Define that feeling of restlessness.  When you do, you will find that there is something you need to do or consider doing.  It is a nudge to get you moving in the right direction.  Quiet your inner being so that you can allow Me to show you the way you should go, says the Lord.  Rise up in confidence that I am your very present help.  Psalms 46:1 – God is our refuge and strength, a very present help in trouble.

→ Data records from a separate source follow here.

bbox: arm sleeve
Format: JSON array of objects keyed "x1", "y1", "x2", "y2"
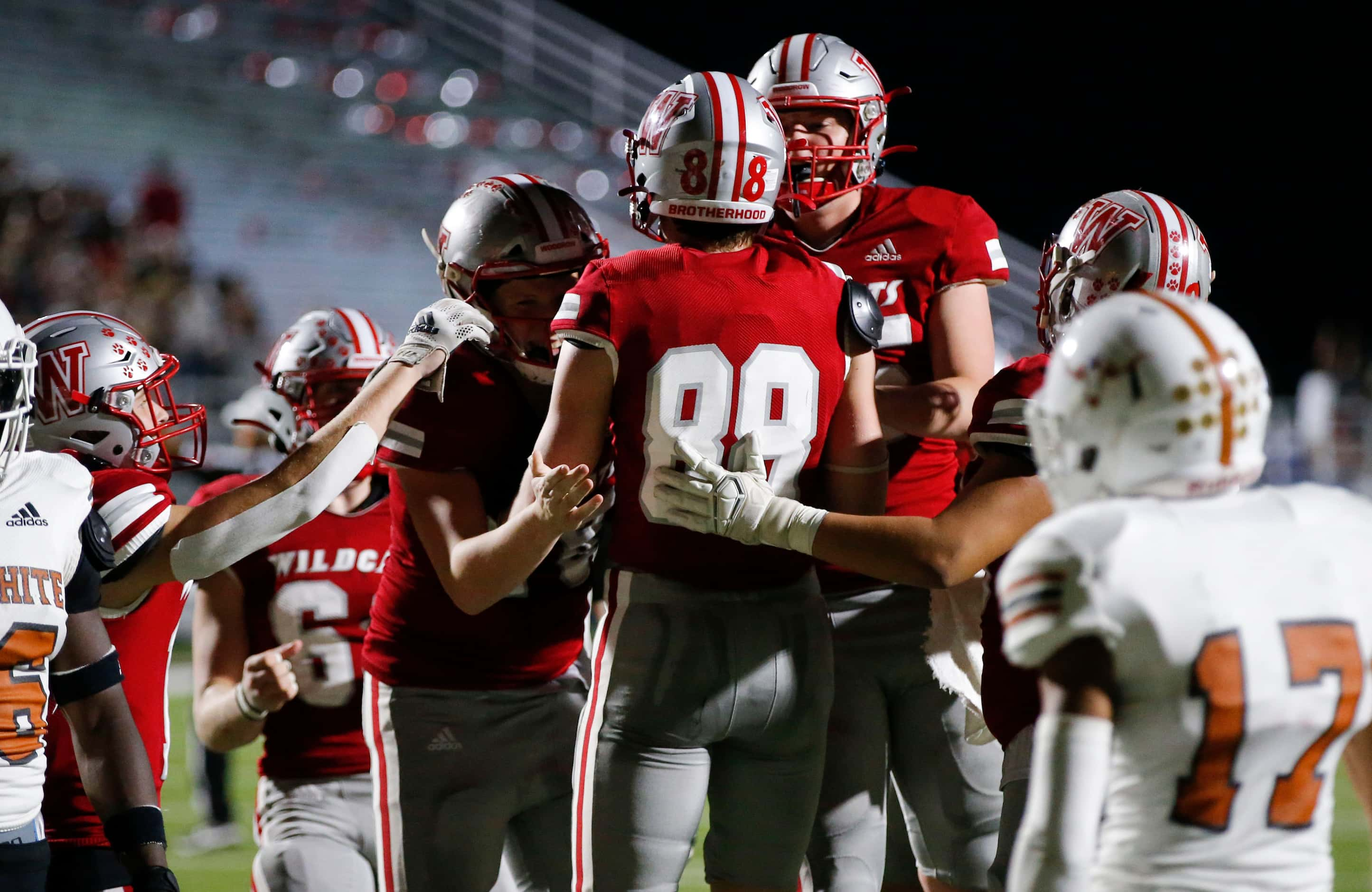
[
  {"x1": 934, "y1": 196, "x2": 1010, "y2": 291},
  {"x1": 552, "y1": 261, "x2": 619, "y2": 376},
  {"x1": 967, "y1": 360, "x2": 1043, "y2": 461},
  {"x1": 94, "y1": 469, "x2": 176, "y2": 582},
  {"x1": 996, "y1": 512, "x2": 1124, "y2": 668}
]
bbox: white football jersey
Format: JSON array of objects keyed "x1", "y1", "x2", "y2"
[
  {"x1": 0, "y1": 452, "x2": 91, "y2": 830},
  {"x1": 997, "y1": 484, "x2": 1372, "y2": 892}
]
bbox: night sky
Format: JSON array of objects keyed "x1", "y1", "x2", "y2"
[{"x1": 560, "y1": 0, "x2": 1350, "y2": 392}]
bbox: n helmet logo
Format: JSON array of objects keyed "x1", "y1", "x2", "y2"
[
  {"x1": 637, "y1": 89, "x2": 695, "y2": 155},
  {"x1": 1067, "y1": 198, "x2": 1144, "y2": 254},
  {"x1": 33, "y1": 341, "x2": 91, "y2": 424}
]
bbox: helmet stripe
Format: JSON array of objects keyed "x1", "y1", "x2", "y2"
[
  {"x1": 777, "y1": 34, "x2": 796, "y2": 84},
  {"x1": 510, "y1": 173, "x2": 565, "y2": 244},
  {"x1": 1139, "y1": 291, "x2": 1233, "y2": 465},
  {"x1": 729, "y1": 74, "x2": 748, "y2": 202},
  {"x1": 491, "y1": 177, "x2": 549, "y2": 243},
  {"x1": 701, "y1": 71, "x2": 724, "y2": 200},
  {"x1": 333, "y1": 306, "x2": 362, "y2": 353},
  {"x1": 1130, "y1": 190, "x2": 1185, "y2": 291},
  {"x1": 1158, "y1": 196, "x2": 1201, "y2": 294}
]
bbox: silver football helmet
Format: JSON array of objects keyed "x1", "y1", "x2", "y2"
[
  {"x1": 420, "y1": 173, "x2": 609, "y2": 383},
  {"x1": 0, "y1": 304, "x2": 38, "y2": 480},
  {"x1": 748, "y1": 34, "x2": 915, "y2": 204},
  {"x1": 620, "y1": 71, "x2": 789, "y2": 242},
  {"x1": 23, "y1": 310, "x2": 205, "y2": 474},
  {"x1": 1034, "y1": 190, "x2": 1214, "y2": 350},
  {"x1": 258, "y1": 307, "x2": 395, "y2": 439}
]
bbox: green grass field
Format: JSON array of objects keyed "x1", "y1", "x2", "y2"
[{"x1": 162, "y1": 697, "x2": 1372, "y2": 892}]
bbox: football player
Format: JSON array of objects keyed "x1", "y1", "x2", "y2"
[
  {"x1": 191, "y1": 307, "x2": 394, "y2": 892},
  {"x1": 0, "y1": 304, "x2": 177, "y2": 892},
  {"x1": 996, "y1": 291, "x2": 1372, "y2": 892},
  {"x1": 658, "y1": 191, "x2": 1212, "y2": 888},
  {"x1": 26, "y1": 302, "x2": 486, "y2": 892},
  {"x1": 362, "y1": 173, "x2": 609, "y2": 892},
  {"x1": 748, "y1": 33, "x2": 1010, "y2": 891},
  {"x1": 516, "y1": 71, "x2": 886, "y2": 891}
]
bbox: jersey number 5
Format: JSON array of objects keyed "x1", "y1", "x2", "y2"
[
  {"x1": 638, "y1": 344, "x2": 819, "y2": 523},
  {"x1": 0, "y1": 623, "x2": 57, "y2": 764},
  {"x1": 1172, "y1": 620, "x2": 1363, "y2": 833}
]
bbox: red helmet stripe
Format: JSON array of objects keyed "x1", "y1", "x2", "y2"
[
  {"x1": 491, "y1": 177, "x2": 549, "y2": 243},
  {"x1": 1132, "y1": 190, "x2": 1185, "y2": 291},
  {"x1": 729, "y1": 74, "x2": 748, "y2": 202},
  {"x1": 1162, "y1": 199, "x2": 1199, "y2": 294},
  {"x1": 512, "y1": 173, "x2": 567, "y2": 242},
  {"x1": 333, "y1": 307, "x2": 362, "y2": 351},
  {"x1": 1140, "y1": 291, "x2": 1233, "y2": 465},
  {"x1": 701, "y1": 71, "x2": 724, "y2": 200}
]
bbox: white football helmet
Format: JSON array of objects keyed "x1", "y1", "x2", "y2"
[
  {"x1": 23, "y1": 310, "x2": 205, "y2": 474},
  {"x1": 1026, "y1": 291, "x2": 1272, "y2": 509},
  {"x1": 620, "y1": 71, "x2": 788, "y2": 242},
  {"x1": 0, "y1": 304, "x2": 38, "y2": 480},
  {"x1": 258, "y1": 307, "x2": 395, "y2": 440},
  {"x1": 421, "y1": 173, "x2": 609, "y2": 384},
  {"x1": 1034, "y1": 190, "x2": 1214, "y2": 350},
  {"x1": 748, "y1": 34, "x2": 915, "y2": 204}
]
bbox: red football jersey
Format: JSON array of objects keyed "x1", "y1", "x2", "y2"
[
  {"x1": 43, "y1": 461, "x2": 187, "y2": 845},
  {"x1": 362, "y1": 349, "x2": 606, "y2": 690},
  {"x1": 771, "y1": 185, "x2": 1010, "y2": 591},
  {"x1": 971, "y1": 353, "x2": 1048, "y2": 747},
  {"x1": 191, "y1": 472, "x2": 391, "y2": 778},
  {"x1": 553, "y1": 239, "x2": 848, "y2": 588}
]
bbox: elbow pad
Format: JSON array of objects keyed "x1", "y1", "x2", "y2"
[
  {"x1": 838, "y1": 279, "x2": 883, "y2": 357},
  {"x1": 171, "y1": 423, "x2": 377, "y2": 582}
]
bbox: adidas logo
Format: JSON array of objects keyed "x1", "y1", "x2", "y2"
[
  {"x1": 425, "y1": 727, "x2": 462, "y2": 752},
  {"x1": 4, "y1": 502, "x2": 48, "y2": 527},
  {"x1": 863, "y1": 239, "x2": 900, "y2": 261}
]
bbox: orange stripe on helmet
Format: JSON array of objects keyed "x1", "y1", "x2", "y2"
[{"x1": 1139, "y1": 291, "x2": 1233, "y2": 465}]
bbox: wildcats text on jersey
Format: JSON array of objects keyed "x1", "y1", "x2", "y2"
[{"x1": 268, "y1": 548, "x2": 391, "y2": 576}]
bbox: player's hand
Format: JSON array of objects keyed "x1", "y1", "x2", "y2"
[
  {"x1": 528, "y1": 452, "x2": 605, "y2": 535},
  {"x1": 243, "y1": 638, "x2": 305, "y2": 712},
  {"x1": 390, "y1": 298, "x2": 495, "y2": 402},
  {"x1": 653, "y1": 432, "x2": 825, "y2": 554},
  {"x1": 133, "y1": 867, "x2": 181, "y2": 892}
]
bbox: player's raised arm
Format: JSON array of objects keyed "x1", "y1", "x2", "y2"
[
  {"x1": 102, "y1": 298, "x2": 491, "y2": 607},
  {"x1": 52, "y1": 601, "x2": 177, "y2": 892}
]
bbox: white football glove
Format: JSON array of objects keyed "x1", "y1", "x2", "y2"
[
  {"x1": 388, "y1": 298, "x2": 495, "y2": 402},
  {"x1": 653, "y1": 432, "x2": 827, "y2": 554}
]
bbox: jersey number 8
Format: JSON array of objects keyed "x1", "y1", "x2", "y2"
[{"x1": 638, "y1": 344, "x2": 819, "y2": 523}]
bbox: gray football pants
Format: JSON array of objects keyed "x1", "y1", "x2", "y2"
[
  {"x1": 253, "y1": 774, "x2": 376, "y2": 892},
  {"x1": 364, "y1": 673, "x2": 586, "y2": 892},
  {"x1": 572, "y1": 570, "x2": 833, "y2": 892},
  {"x1": 808, "y1": 586, "x2": 1002, "y2": 892}
]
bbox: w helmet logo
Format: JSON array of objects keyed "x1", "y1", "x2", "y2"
[{"x1": 1067, "y1": 198, "x2": 1144, "y2": 255}]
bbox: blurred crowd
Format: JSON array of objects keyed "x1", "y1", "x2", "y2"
[{"x1": 0, "y1": 148, "x2": 261, "y2": 378}]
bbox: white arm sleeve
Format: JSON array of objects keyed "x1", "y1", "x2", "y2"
[
  {"x1": 171, "y1": 423, "x2": 377, "y2": 582},
  {"x1": 1006, "y1": 712, "x2": 1114, "y2": 892}
]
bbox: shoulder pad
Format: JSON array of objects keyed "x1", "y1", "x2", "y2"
[
  {"x1": 838, "y1": 279, "x2": 882, "y2": 357},
  {"x1": 81, "y1": 508, "x2": 114, "y2": 572}
]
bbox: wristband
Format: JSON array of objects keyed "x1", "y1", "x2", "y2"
[
  {"x1": 233, "y1": 681, "x2": 270, "y2": 722},
  {"x1": 104, "y1": 806, "x2": 168, "y2": 852}
]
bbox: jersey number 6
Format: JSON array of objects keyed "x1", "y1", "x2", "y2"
[
  {"x1": 1172, "y1": 620, "x2": 1363, "y2": 833},
  {"x1": 638, "y1": 344, "x2": 819, "y2": 523}
]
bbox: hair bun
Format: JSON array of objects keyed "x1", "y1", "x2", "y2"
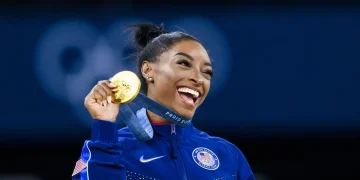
[{"x1": 130, "y1": 23, "x2": 167, "y2": 48}]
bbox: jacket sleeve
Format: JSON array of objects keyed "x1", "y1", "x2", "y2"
[
  {"x1": 72, "y1": 120, "x2": 126, "y2": 180},
  {"x1": 236, "y1": 149, "x2": 255, "y2": 180}
]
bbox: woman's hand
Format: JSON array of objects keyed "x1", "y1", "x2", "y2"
[{"x1": 84, "y1": 80, "x2": 120, "y2": 122}]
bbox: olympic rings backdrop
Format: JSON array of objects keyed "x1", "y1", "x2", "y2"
[
  {"x1": 0, "y1": 5, "x2": 360, "y2": 141},
  {"x1": 0, "y1": 0, "x2": 360, "y2": 180}
]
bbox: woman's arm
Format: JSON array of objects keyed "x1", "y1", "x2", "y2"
[{"x1": 72, "y1": 120, "x2": 126, "y2": 180}]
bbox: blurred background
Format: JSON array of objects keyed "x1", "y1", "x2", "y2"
[{"x1": 0, "y1": 0, "x2": 360, "y2": 180}]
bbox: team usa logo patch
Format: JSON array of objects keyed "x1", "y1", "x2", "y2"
[{"x1": 192, "y1": 147, "x2": 220, "y2": 170}]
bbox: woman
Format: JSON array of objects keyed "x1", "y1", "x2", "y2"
[{"x1": 73, "y1": 24, "x2": 255, "y2": 180}]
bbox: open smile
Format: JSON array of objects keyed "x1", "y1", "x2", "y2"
[{"x1": 177, "y1": 86, "x2": 201, "y2": 107}]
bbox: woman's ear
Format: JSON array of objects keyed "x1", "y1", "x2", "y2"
[{"x1": 141, "y1": 61, "x2": 154, "y2": 82}]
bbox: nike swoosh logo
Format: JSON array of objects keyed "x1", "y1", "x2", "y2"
[{"x1": 140, "y1": 155, "x2": 165, "y2": 163}]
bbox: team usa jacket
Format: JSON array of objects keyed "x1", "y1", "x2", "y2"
[{"x1": 72, "y1": 109, "x2": 255, "y2": 180}]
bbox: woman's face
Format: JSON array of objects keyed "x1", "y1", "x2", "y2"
[{"x1": 143, "y1": 40, "x2": 213, "y2": 118}]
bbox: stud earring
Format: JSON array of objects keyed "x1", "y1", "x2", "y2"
[{"x1": 146, "y1": 76, "x2": 153, "y2": 82}]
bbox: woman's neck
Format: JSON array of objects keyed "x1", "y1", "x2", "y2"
[{"x1": 146, "y1": 110, "x2": 171, "y2": 124}]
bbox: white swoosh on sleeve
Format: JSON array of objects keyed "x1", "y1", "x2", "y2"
[{"x1": 140, "y1": 155, "x2": 165, "y2": 163}]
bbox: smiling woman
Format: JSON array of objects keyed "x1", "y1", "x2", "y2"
[{"x1": 73, "y1": 24, "x2": 255, "y2": 180}]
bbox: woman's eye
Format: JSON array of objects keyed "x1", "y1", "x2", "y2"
[
  {"x1": 204, "y1": 70, "x2": 214, "y2": 77},
  {"x1": 178, "y1": 60, "x2": 190, "y2": 67}
]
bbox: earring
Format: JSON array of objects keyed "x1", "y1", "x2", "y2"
[{"x1": 146, "y1": 76, "x2": 153, "y2": 82}]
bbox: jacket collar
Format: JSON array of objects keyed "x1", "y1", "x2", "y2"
[{"x1": 137, "y1": 108, "x2": 198, "y2": 140}]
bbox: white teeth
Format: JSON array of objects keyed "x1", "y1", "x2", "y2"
[{"x1": 178, "y1": 87, "x2": 200, "y2": 98}]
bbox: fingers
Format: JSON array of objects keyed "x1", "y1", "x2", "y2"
[{"x1": 93, "y1": 80, "x2": 116, "y2": 107}]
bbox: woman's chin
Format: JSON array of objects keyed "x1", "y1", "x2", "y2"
[{"x1": 176, "y1": 108, "x2": 195, "y2": 119}]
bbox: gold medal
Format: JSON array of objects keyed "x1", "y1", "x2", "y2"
[{"x1": 110, "y1": 71, "x2": 141, "y2": 104}]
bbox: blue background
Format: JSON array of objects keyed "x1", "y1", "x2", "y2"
[{"x1": 0, "y1": 1, "x2": 360, "y2": 180}]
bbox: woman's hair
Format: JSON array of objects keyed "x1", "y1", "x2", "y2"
[{"x1": 130, "y1": 23, "x2": 199, "y2": 94}]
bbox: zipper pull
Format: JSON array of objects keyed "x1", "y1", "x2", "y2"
[
  {"x1": 170, "y1": 124, "x2": 177, "y2": 159},
  {"x1": 171, "y1": 124, "x2": 176, "y2": 135}
]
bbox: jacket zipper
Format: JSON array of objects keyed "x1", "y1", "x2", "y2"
[{"x1": 171, "y1": 124, "x2": 187, "y2": 180}]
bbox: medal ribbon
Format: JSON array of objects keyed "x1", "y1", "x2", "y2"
[{"x1": 120, "y1": 93, "x2": 191, "y2": 141}]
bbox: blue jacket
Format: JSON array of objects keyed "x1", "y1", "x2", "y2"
[{"x1": 72, "y1": 109, "x2": 255, "y2": 180}]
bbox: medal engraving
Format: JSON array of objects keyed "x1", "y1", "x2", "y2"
[{"x1": 110, "y1": 71, "x2": 141, "y2": 104}]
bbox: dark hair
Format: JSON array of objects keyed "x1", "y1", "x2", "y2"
[{"x1": 129, "y1": 23, "x2": 199, "y2": 94}]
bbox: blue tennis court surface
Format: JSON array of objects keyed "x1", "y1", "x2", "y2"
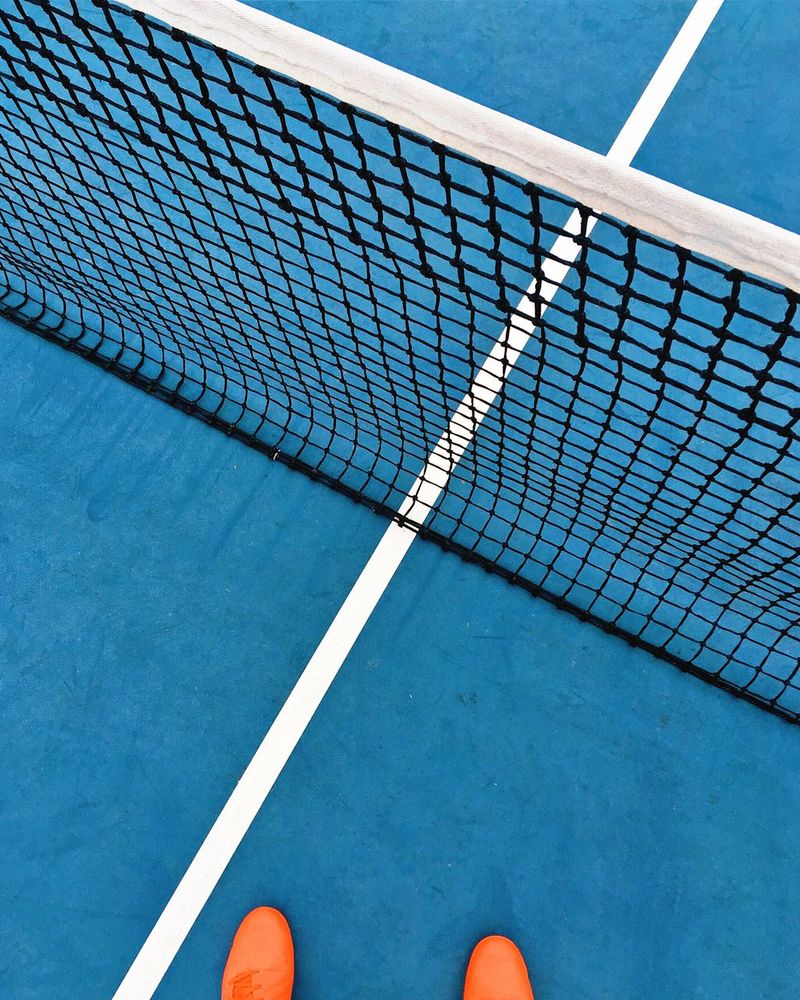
[{"x1": 0, "y1": 0, "x2": 800, "y2": 1000}]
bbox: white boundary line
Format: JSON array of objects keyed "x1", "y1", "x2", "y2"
[
  {"x1": 113, "y1": 0, "x2": 722, "y2": 1000},
  {"x1": 127, "y1": 0, "x2": 800, "y2": 291}
]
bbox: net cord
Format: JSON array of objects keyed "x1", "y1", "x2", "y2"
[{"x1": 122, "y1": 0, "x2": 800, "y2": 292}]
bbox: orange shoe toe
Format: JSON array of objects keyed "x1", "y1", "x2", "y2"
[
  {"x1": 222, "y1": 906, "x2": 294, "y2": 1000},
  {"x1": 464, "y1": 935, "x2": 533, "y2": 1000}
]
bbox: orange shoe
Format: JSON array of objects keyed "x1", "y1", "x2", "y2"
[
  {"x1": 222, "y1": 906, "x2": 294, "y2": 1000},
  {"x1": 464, "y1": 935, "x2": 533, "y2": 1000}
]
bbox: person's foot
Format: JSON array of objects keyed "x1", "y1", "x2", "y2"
[
  {"x1": 464, "y1": 935, "x2": 533, "y2": 1000},
  {"x1": 222, "y1": 906, "x2": 294, "y2": 1000}
]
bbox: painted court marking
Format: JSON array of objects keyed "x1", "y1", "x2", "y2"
[{"x1": 114, "y1": 0, "x2": 722, "y2": 1000}]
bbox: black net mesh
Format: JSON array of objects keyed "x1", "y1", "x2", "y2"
[{"x1": 0, "y1": 0, "x2": 800, "y2": 721}]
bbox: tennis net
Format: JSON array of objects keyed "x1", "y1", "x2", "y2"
[{"x1": 0, "y1": 0, "x2": 800, "y2": 721}]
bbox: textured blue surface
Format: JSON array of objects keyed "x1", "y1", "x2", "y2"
[{"x1": 0, "y1": 3, "x2": 800, "y2": 1000}]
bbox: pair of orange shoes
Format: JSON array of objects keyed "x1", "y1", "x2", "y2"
[{"x1": 222, "y1": 906, "x2": 533, "y2": 1000}]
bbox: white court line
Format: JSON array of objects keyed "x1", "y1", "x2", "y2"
[{"x1": 114, "y1": 0, "x2": 722, "y2": 1000}]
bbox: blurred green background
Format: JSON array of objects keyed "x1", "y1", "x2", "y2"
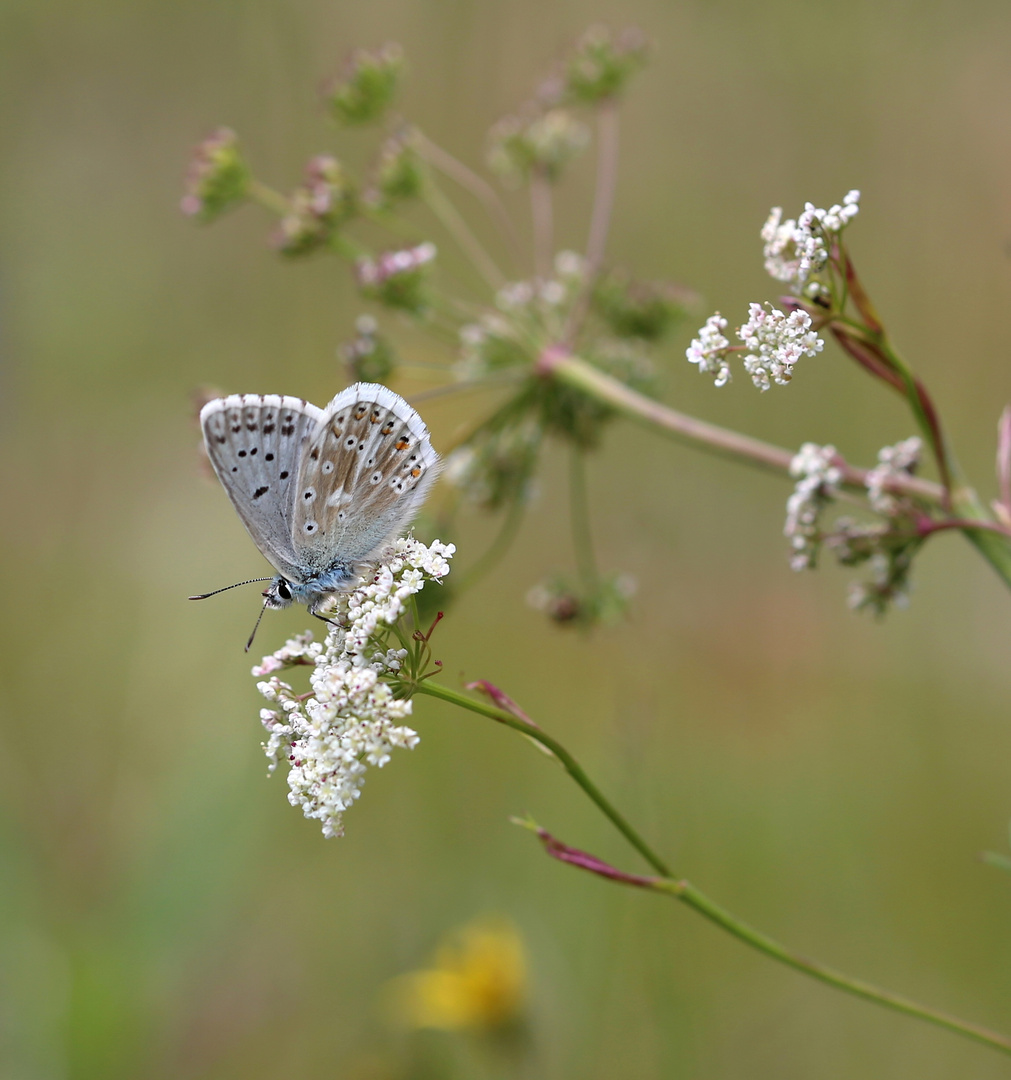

So while I was on the swing, I started swinging higher, really enjoying the sensation.  Then I noticed that the swing next to me was also swinging.  Jesus and I were swinging together.  So I began talking to Him.  He is a really good listener.  He didn’t reveal anything big to me, but I felt reassured that revelation will come, and with it, healing.  God is good!

So here’s the results of my EQ test:

You have slightly above average EQ, with room to grow!  You are likely sensitive to the emotional climate of the people around you when you and they—peers, friends, family and key clients—are under pressure.  You are aware of the effect your behavior has on others.  While you may be adept at tuning into others and their needs, you must remember your own.  Don’t be afraid to honestly communicate these difficult needs and feelings.  This is one of the most important aspects of Emotional Intelligence: being able to skillfully air your grievances.

Things to consider:

What situations generally create pressure and stress for you?

How are you handling these situations?

What negative thoughts play over and over in your mind on a regular basis?

Are these a true picture of reality?

When you are triggered emotionally, what are some of your less effective default behaviors?

If you can learn to be more aware of when emotions are driving your behavior and stay calm in your high pressure moments, you will see a big increase in your Emotional Intelligence, which will lead to increased performance and more effective relationships—at work and at home!

[1] The Lord provided a swing in response to my prayer for a rocking chair, see Turkish Delight.